In this notebook we are downloading PDF file, converting it to TXT and doing some "pre-cleaning": removing not meaningful parts of document and leaving just the most valuable leftovers for our future generator.
THe outcome of the below code is pre-processed but still raw data.


"extracted_text" variable has "StringIO" type: The StringIO object is part of Python's io module and is a class that provides an in-memory file-like object that can be used for reading from or writing to strings as if they were files.

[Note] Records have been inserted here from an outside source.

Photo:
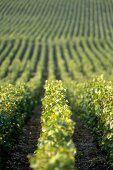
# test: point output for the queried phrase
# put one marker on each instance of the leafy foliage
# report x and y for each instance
(55, 147)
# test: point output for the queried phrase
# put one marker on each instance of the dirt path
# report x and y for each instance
(89, 157)
(27, 144)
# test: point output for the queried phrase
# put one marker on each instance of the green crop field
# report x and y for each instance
(57, 56)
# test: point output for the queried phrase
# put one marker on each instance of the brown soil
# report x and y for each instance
(89, 157)
(27, 144)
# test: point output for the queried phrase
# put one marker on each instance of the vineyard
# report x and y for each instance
(56, 84)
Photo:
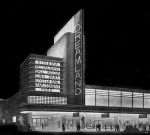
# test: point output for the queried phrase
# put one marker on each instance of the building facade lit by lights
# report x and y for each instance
(53, 90)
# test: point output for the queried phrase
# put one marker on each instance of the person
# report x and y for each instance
(105, 127)
(78, 126)
(99, 126)
(111, 127)
(63, 127)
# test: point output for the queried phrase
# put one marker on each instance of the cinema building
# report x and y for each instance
(53, 92)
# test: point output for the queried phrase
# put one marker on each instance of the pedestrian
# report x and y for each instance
(99, 127)
(63, 127)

It allows you to treat strings as file-like objects, which can be useful in various situations, such as when you want to read from or write to a string in a way that mimics file operations.


In [69]:
# import of libraries
from io import StringIO # extracted_text is the main variable, contains the whole text of document in stringIO format in memory
import requests
import re  # provides reg. exp. support
import math

from pdfminer.converter import TextConverter
from pdfminer.layout import LAParams
from pdfminer.pdfdocument import PDFDocument
from pdfminer.pdfinterp import PDFResourceManager, PDFPageInterpreter
from pdfminer.pdfpage import PDFPage
from pdfminer.pdfparser import PDFParser
import fitz
import nltk
from nltk.corpus import stopwords
import spacy
import torch
from transformers import AutoTokenizer, AutoModelForQuestionAnswering
import sentencepiece
from transformers import T5ForConditionalGeneration, T5Tokenizer, BertForQuestionAnswering, BertTokenizer

In [60]:
#!pip install -U pip setuptools wheel
#!pip install -U spacy
#!python -m spacy download en_core_web_sm
#!pip install PyMuPDF # this is fitz


In [73]:
# downloading pdf to '/data/' folder
url = 'https://astqb.org/assets/documents/ISTQB_CTFL_Syllabus-v4.0.pdf'
r = requests.get(url, allow_redirects=True)
open('data/ISTQB_CTFL_Syllabus-v4.0.pdf', 'wb').write(r.content)

1113747

r"Page \d{4,74} of 74"

In [74]:
#converting pdf to text and saving into .txt file initial version
output_string = StringIO()
output_file_path = 'data/ISTQB_CTFL_Syllabus-v4.0.txt'
with open('data/ISTQB_CTFL_Syllabus-v4.0.pdf', 'rb') as in_file, open(output_file_path, 'w', encoding='utf-8') as out_file:
    parser = PDFParser(in_file)
    doc = PDFDocument(parser)
    rsrcmgr = PDFResourceManager()
    device = TextConverter(rsrcmgr, output_string, laparams=LAParams())
    interpreter = PDFPageInterpreter(rsrcmgr, device)
    for page in PDFPage.create_pages(doc):
        interpreter.process_page(page)
    # Getting the extracted text from StringIO, it means the entire text extracted from the PDF is stored as a single string in memory.
    extracted_text = output_string.getvalue()
    # Writing the extracted text to the output file
    out_file.write(extracted_text)

# Closing the stream
output_string.close()


# Printing message to indicate that the text has been saved to the file
print(f"Extracted text for 'The Certified Tester Foundation Level in Software Testing' saved to '{output_file_path}'")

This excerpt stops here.